銀は納得してくれたのか腕を組んでうんうんと頷いてくれている。

 

「相変わらず須美ほどではないにしろ突っ走るんだから。ハルヤは」

 

「悪い」

 

「謝らなくても大丈夫だよ。とりあえず……はい」

 

 銀が一つの携帯端末をアタッシュケースから取り出して、俺に手渡した。

 

「アタシが偉そうに言うのもなんだけど、須美のこと任せた!」

 

 俺は携帯端末を受け取ると、銀に大きく頷いた。

 

 

 

 

 

「壁まで来たのはいいけど、よく考えたら割りかし自分勝手な行動してるなあ……」

 

 外と内との境界線に立って独り言つ。夜なので暗くて視界が悪い。気をつけて行こう。とは言っても一歩進めば地獄のような光景なのだが。覚悟を決めて俺は足を一歩前に踏み出した。

 

「おおう。相変わらず酷い光景」

 

 そんな凄まじい光景に見惚れるのもほどほどにして俺は携帯端末を見る。レーダーには東郷美森の文字があった。

 

「記憶はあってた…のはいいんだけど。……あれをどう助けろと言うんだ!?」

 

 確かかなり前だが、一度だけ冗談半分で須美がブラックホールうんぬんと考えた事があったが、何がどうしたらそんな事が現実になると思うのだろうか。

 

「戦略的撤退するしかないじゃない」

 

 あわよくば…なんで考えていたが、俺は諦めて壁の内側に戻った。内側に戻った後に園子に連絡を入れる。

 

「園子、急で悪いけど、全員分の勇者システム明日中に手に入れてくれると助かる」

 

『ハルスケも、もしかしたら同じこと考えてたかもね〜。私も元からそうするつもりだから大丈夫〜。任せて〜」

 

「了解だ。頼んだ」

 

 着々と、東郷美森救出に向けて勇者部は動き出していた。

 

 

 

 歌が聞こえた。

 昔、よく聞いた歌。

 誰が歌ってくれていたのかすら私はもうわからない。

 だけど、とても聞き覚えのある歌。

 それと合わせて軽く撫でられる頭。

 もう私に残された記憶は少ない。

 本能でお父さん、お母さんと言ってはいるが、本当の顔などもう忘れてしまった。

 私は『枝』を見過ぎた。
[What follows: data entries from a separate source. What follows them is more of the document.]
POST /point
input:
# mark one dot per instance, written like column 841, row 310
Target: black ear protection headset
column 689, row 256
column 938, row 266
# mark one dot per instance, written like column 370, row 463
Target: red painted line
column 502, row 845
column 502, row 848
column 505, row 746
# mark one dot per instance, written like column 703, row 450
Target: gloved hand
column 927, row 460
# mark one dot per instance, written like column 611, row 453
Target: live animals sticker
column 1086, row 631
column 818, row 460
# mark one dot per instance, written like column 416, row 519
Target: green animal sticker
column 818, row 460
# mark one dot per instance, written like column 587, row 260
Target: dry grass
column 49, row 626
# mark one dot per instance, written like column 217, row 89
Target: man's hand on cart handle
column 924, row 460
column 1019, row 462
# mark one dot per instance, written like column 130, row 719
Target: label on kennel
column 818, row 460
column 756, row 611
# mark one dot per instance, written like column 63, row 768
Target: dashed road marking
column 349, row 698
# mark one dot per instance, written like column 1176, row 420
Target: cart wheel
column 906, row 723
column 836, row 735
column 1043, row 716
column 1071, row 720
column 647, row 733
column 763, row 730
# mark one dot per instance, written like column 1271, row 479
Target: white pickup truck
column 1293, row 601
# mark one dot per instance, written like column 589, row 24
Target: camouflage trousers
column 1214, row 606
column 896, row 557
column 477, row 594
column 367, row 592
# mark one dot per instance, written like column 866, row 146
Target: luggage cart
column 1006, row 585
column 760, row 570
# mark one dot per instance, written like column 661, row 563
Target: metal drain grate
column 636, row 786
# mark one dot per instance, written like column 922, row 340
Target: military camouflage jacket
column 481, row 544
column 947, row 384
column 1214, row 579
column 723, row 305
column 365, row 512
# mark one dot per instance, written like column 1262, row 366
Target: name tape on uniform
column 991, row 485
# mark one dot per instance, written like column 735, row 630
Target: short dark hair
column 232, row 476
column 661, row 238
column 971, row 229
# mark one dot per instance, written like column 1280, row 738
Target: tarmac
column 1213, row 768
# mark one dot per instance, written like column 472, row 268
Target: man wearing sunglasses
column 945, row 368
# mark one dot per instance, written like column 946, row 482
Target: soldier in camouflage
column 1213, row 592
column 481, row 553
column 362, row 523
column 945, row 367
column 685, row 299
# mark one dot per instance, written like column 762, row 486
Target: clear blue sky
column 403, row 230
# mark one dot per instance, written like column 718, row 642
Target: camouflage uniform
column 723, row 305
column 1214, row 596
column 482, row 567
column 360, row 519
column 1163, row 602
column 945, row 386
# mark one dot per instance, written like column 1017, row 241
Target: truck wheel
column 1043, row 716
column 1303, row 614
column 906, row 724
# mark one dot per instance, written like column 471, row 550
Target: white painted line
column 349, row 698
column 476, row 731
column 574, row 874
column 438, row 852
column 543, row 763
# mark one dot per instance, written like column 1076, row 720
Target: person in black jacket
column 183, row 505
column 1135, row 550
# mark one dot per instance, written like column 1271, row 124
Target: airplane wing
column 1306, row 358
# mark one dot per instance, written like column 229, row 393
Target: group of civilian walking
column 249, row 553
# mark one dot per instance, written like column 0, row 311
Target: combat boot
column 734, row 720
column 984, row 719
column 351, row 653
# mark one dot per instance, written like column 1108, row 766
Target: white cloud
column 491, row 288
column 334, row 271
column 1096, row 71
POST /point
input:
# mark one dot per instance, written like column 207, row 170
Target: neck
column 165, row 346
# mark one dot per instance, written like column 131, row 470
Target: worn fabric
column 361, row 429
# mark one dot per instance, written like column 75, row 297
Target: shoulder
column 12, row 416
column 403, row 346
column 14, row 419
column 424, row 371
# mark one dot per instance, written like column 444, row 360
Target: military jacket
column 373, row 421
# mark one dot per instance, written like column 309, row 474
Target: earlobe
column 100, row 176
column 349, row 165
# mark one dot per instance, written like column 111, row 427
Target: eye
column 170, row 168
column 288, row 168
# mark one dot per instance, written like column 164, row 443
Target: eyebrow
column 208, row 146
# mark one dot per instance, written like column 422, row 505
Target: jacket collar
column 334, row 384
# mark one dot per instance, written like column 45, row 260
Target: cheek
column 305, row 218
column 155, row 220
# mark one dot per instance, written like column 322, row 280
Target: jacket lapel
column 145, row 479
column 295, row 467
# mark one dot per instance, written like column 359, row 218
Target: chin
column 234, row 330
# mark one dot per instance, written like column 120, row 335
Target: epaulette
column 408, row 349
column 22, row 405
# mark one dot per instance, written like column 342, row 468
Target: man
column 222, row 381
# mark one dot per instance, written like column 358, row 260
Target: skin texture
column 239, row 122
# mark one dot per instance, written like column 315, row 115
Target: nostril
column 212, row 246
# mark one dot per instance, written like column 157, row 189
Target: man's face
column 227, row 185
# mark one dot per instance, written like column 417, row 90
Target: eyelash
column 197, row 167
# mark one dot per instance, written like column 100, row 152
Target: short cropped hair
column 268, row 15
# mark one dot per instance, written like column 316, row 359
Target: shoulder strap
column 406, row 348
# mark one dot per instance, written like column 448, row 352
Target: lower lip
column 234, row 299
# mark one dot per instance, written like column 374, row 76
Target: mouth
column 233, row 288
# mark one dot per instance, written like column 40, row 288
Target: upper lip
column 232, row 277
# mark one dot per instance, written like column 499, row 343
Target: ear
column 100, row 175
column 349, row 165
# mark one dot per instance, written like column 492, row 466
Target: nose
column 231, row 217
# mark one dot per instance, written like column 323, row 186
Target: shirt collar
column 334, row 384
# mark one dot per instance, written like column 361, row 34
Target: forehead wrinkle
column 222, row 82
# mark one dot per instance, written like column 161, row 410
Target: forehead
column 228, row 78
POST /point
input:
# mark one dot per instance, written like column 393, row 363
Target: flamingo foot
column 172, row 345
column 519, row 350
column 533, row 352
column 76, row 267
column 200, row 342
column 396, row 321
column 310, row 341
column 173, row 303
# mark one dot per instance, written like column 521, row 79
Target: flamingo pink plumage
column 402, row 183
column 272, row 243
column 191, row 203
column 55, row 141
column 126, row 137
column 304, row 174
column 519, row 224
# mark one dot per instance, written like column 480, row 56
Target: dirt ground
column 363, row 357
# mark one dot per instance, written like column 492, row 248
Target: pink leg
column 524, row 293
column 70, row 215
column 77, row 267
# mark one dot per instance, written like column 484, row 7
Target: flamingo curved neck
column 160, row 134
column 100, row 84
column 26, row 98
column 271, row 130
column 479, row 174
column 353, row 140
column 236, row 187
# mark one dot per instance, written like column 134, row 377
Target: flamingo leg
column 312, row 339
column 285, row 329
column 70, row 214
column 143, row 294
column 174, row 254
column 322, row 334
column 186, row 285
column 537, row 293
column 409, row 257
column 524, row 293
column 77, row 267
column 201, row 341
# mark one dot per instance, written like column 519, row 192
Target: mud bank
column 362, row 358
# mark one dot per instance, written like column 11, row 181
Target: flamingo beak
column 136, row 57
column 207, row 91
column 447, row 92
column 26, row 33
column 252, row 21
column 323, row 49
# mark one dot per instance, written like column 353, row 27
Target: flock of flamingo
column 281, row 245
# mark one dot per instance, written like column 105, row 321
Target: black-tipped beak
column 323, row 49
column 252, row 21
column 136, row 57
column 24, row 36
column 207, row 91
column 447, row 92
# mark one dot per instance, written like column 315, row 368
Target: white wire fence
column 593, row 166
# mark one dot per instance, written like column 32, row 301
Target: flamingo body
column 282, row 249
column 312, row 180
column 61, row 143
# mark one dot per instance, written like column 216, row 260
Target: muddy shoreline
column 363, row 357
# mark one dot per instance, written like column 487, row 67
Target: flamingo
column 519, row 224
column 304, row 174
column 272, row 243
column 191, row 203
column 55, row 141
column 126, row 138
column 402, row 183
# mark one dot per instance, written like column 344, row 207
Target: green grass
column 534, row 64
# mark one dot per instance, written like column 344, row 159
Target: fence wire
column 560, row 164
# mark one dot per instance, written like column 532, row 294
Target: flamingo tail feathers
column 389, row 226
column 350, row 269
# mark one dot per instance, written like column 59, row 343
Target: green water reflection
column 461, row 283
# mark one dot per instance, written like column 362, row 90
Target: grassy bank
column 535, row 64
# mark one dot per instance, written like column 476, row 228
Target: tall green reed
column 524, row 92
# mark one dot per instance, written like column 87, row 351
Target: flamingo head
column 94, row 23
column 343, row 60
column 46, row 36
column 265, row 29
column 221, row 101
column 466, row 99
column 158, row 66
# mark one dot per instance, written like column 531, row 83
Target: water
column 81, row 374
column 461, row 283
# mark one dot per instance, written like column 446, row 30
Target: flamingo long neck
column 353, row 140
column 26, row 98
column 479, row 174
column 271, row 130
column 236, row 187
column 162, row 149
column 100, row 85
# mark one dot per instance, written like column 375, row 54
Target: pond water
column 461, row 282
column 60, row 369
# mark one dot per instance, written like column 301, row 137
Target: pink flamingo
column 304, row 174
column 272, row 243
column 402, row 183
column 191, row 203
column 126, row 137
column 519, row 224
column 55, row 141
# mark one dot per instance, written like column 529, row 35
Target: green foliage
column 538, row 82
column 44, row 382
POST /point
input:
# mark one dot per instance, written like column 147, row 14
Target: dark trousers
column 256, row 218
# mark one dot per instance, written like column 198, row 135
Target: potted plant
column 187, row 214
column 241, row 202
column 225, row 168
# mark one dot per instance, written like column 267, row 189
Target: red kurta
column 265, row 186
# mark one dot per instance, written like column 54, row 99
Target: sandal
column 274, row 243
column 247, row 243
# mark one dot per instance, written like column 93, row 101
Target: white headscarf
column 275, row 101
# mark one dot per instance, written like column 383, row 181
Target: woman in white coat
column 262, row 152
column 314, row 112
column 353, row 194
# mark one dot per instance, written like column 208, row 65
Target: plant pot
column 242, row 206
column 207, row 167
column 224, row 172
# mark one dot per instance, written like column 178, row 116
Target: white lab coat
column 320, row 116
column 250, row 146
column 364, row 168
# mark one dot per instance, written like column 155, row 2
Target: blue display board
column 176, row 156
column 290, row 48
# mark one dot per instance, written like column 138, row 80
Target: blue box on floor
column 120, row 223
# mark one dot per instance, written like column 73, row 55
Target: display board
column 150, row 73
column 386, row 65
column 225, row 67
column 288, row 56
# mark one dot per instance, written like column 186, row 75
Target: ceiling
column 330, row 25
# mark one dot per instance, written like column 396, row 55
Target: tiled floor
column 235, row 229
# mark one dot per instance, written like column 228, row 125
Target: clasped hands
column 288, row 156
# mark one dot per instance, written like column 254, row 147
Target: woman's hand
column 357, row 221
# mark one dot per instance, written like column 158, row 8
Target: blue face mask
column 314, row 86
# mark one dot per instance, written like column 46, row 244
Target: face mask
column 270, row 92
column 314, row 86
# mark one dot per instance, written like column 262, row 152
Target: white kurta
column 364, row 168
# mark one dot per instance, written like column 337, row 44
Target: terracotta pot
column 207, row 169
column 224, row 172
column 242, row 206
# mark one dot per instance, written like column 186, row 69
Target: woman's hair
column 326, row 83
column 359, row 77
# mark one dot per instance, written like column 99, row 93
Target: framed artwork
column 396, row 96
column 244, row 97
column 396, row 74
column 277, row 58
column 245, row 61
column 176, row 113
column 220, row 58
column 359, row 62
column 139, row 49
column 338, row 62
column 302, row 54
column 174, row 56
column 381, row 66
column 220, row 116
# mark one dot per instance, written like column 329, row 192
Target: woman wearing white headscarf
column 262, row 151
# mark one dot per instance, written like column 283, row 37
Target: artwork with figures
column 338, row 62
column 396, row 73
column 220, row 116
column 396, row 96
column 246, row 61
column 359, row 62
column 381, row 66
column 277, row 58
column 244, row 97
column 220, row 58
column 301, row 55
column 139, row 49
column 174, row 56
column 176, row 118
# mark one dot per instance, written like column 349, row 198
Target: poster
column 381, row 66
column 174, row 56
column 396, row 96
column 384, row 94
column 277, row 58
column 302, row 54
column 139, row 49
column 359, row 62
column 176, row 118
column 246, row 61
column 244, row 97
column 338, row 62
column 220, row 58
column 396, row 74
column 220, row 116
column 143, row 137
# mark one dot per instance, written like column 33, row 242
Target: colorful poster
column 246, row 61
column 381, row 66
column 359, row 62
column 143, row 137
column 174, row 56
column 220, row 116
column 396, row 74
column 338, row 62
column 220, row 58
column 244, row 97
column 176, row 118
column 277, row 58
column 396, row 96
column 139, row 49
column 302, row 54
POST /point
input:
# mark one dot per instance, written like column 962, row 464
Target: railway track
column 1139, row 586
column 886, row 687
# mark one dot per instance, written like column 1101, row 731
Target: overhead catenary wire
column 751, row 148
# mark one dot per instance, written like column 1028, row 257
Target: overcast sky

でも、そのおかげで世界は若干ズレつつもいい方向へと向かっていっている。後悔はない。

 だけど、せめて思い出したい。

 一番最初にこちら側に来る際に代償にした大切なもの。

 自分勝手な思いだとはわかっている。だけど、お父さんとお母さんがくれた大切な名前だけでも……。

 

 お願い……。

 

      お願い………。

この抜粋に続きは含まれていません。